Scientists first achieved a quantum entanglement of 3,000 atoms using 1 photon

    Scientists managed to confuse at a quantum level about 3 thousand atoms with a single photon:



    Physicists from the Massachusetts Institute of Technology and the University of Belgrade developed a new technology with which they managed to confuse 2920 atoms at a quantum level simultaneously using one single photon of light. And this number is a kind of record, the largest number of atoms that anyone managed to confuse during research and experiments. Scientists believe that the technology they developed with some adaptation can become a practical way to obtain groups of entangled atoms, which, in turn, can become key components of new high-precision atomic clocks, quantum communication systems and quantum computers.

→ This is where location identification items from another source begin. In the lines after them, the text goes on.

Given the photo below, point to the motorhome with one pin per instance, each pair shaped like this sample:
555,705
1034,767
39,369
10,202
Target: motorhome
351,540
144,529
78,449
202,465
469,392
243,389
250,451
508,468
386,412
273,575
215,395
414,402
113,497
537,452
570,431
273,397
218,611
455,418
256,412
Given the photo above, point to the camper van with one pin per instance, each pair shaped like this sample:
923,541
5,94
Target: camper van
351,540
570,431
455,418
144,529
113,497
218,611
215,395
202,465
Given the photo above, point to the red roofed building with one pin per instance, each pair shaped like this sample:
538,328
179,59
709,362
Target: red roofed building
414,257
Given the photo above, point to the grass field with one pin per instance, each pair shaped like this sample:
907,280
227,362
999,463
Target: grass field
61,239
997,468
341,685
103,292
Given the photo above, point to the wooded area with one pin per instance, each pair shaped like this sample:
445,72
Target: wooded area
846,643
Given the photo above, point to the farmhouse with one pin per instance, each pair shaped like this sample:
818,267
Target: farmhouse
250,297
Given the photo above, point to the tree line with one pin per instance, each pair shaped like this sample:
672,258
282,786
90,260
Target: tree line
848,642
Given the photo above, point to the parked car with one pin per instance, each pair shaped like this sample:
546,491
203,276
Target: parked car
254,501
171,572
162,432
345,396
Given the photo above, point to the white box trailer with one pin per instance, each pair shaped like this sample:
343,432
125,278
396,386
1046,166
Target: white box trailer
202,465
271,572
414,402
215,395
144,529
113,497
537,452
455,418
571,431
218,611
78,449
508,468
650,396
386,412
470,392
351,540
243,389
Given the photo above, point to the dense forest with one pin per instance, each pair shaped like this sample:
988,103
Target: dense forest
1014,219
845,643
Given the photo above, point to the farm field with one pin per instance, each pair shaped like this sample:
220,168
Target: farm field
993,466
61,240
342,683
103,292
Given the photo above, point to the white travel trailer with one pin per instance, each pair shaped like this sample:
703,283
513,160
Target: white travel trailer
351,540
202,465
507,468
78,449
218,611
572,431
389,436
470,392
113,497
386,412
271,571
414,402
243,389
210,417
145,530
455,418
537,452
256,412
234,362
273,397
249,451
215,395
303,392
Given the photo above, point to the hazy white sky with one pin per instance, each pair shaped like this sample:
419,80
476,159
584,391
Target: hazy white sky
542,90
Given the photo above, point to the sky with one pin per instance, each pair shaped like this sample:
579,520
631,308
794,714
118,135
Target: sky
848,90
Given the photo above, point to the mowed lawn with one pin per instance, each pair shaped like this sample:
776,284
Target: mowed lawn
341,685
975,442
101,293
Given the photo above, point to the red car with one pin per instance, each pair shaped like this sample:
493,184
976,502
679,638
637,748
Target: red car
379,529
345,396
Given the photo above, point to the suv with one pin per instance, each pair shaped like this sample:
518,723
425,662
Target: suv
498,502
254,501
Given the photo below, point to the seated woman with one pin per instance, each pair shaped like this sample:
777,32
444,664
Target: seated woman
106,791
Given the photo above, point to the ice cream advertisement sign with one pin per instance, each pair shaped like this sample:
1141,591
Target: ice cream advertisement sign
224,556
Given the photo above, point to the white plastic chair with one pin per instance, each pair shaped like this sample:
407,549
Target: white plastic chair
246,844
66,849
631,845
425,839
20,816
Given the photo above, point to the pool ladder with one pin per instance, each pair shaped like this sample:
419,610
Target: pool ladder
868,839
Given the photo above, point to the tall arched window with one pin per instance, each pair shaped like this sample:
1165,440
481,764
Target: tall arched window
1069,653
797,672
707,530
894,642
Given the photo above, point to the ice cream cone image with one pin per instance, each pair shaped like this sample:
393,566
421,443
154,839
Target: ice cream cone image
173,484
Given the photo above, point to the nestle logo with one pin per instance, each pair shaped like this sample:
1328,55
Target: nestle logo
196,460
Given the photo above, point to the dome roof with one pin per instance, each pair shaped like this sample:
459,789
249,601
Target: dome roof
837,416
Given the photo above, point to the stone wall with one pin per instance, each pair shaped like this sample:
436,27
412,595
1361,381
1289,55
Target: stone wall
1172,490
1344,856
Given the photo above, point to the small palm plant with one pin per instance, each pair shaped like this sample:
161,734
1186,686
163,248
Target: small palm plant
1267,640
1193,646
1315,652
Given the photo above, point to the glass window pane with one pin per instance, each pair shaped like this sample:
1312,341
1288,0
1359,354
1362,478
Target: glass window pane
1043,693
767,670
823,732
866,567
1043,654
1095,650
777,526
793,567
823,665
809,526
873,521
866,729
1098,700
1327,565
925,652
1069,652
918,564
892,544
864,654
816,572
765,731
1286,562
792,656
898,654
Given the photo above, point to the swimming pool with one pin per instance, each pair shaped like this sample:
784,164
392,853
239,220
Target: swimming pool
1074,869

    “It’s almost impossible to achieve the quantum entanglement of 3,000 atoms using one photon by any conventional means,” says Vladan Vuletic, professor at the Faculty of Physics at the Massachusetts Institute of Technology, “But we were able to discover a completely new class of entangled state of quantum objects, which we managed to get by exposure to a single photon. And now we have found and are exploring several more new classes of quantum entanglement, with the help of which it will be possible to create absolutely amazing things. ”

    Until recently, many scientists conducted experiments, trying to confuse at the quantum level simultaneously many atoms. This is not to say that these attempts were completely unsuccessful, the previous record was to obtain the quantum entanglement of a group of 100 atoms.

    And Professor Vuletik and his colleagues managed to immediately confuse 2910 atoms from the group in which there were 3100 atoms. In doing so, they used a very weak pulse of laser light, a pulse containing one single photon. “The weaker the light we use, the better,” Professor Vuletik says. “A stronger light will most likely destroy the fragile quantum structure of a cloud of atoms, and the whole system remains in a relatively pure quantum state.”

    Scientists began entangling atoms by cooling a cloud of atoms and trapping them with a laser trap. Then, a laser pulse consisting of one photon was sent into the bowels of this cloud. This photon, passing through a cloud and interacting along the path with atoms, was captured at the output by a highly sensitive sensor capable of accurately measuring all its characteristics.



    If a photon passing through a cloud of atoms does not interact with any of the atoms, its polarization remains unchanged. Otherwise, its polarization is shifted by a certain angle during each interaction with the atom. Naturally, its polarization is also affected by quantum noise created by atoms rotating clockwise and counterclockwise.

    “From time to time we observed a photon whose polarization was strictly perpendicular to the angle of its initial polarization,” says Professor Vuletik, “Our calculations showed that such a polarization angle a photon could acquire only under the influence of a group of many entangled atoms, which he himself and confused. "

    Now, the Vuletik group is working on overcoming the limitations imposed by the so-called “standard quantum limit”, which determines the accuracy limit of any measurements made within quantum systems, using the method of detecting single photons and the special state of quantum entanglement discovered by them . “This special state of quantum entanglement will increase the accuracy of atomic clocks at least twice,” says Professor Vuletik, “and the other special quantum states that we are currently studying will allow us to increase the accuracy even more times.”